The research firm has estimated that the Australian data centre outsourcing market was worth $826 million in 2014, up 18.3% from last year.

Revenue is expected to grow at a similar rate this year (18.2%), with co-location services accounting for 69% of the total market.

But Frost & Sullivan expects the high growth phase of outsourced data centre adoption to peak this year and begin easing off in 2016 and 2017 as the rate of new data centre capacity being launched in the market slows down.

Co-location revenue growth is already starting to ease as a growing proportion of data centre clients migrate to cloud services. This is placing increasing pressure on wholesale data centre providers and those focusing only on co-location, Frost & Sullivan said.

But at the same time, this is providing ample opportunities for cloud services providers, the company added. Large providers including AWS, Microsoft and IBM SoftLayer are helping to drive growth in the market and are rapidly expanding their cloud capacity.

“As the Australian data centre services market expands, diversifies and matures, there are growing opportunities for niche providers specialising in specific verticals to enter the market,” Frost & Sullivan Senior Research Manager for Australia and New Zealand Phil Harpur said.
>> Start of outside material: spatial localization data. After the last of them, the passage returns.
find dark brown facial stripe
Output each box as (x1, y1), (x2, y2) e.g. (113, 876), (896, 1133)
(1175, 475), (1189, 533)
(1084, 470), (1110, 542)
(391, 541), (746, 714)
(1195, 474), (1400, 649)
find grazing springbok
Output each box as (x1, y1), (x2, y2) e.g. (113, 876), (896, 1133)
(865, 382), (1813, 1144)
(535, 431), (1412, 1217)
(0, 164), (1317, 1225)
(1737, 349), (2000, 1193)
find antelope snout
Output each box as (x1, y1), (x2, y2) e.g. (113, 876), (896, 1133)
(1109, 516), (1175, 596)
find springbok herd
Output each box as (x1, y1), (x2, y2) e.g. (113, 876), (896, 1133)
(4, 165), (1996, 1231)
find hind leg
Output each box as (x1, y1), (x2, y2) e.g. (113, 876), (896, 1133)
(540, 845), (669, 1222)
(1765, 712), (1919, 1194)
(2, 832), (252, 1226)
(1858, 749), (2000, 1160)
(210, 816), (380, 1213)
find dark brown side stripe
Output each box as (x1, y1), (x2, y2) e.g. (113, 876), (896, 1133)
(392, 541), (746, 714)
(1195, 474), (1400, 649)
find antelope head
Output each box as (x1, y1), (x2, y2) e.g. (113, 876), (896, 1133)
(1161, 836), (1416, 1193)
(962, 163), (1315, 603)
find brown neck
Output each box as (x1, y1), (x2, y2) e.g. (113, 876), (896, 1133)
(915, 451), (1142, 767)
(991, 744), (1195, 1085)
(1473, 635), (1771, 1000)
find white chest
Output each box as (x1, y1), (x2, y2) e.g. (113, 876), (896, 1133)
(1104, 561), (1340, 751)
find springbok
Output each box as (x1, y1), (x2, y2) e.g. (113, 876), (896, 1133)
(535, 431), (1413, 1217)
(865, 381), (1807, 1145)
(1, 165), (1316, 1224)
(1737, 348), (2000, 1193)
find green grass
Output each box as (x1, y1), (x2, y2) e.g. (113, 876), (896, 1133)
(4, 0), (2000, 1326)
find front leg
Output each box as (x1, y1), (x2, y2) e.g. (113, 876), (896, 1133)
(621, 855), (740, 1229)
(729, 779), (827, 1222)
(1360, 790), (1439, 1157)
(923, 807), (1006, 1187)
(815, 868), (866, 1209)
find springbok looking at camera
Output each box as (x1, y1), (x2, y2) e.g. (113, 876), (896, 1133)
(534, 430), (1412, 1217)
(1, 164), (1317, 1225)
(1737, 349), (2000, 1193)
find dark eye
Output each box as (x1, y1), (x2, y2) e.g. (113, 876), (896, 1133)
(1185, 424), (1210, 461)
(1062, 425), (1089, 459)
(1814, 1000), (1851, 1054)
“For example, Canberra Data Centres and Australian Data Centres focus on the government sector in Canberra. The Australian Liquidity Centre (ALC), which is owned by the Australian Stock Exchange, services organisations in the financial services segment.”

He said growing market trends include the adoption of modular data centres that cater to segments requiring their own built facilities, as well as the trend of commercial property owners buying or building data centres then leasing the assets to specialist providers or individual companies.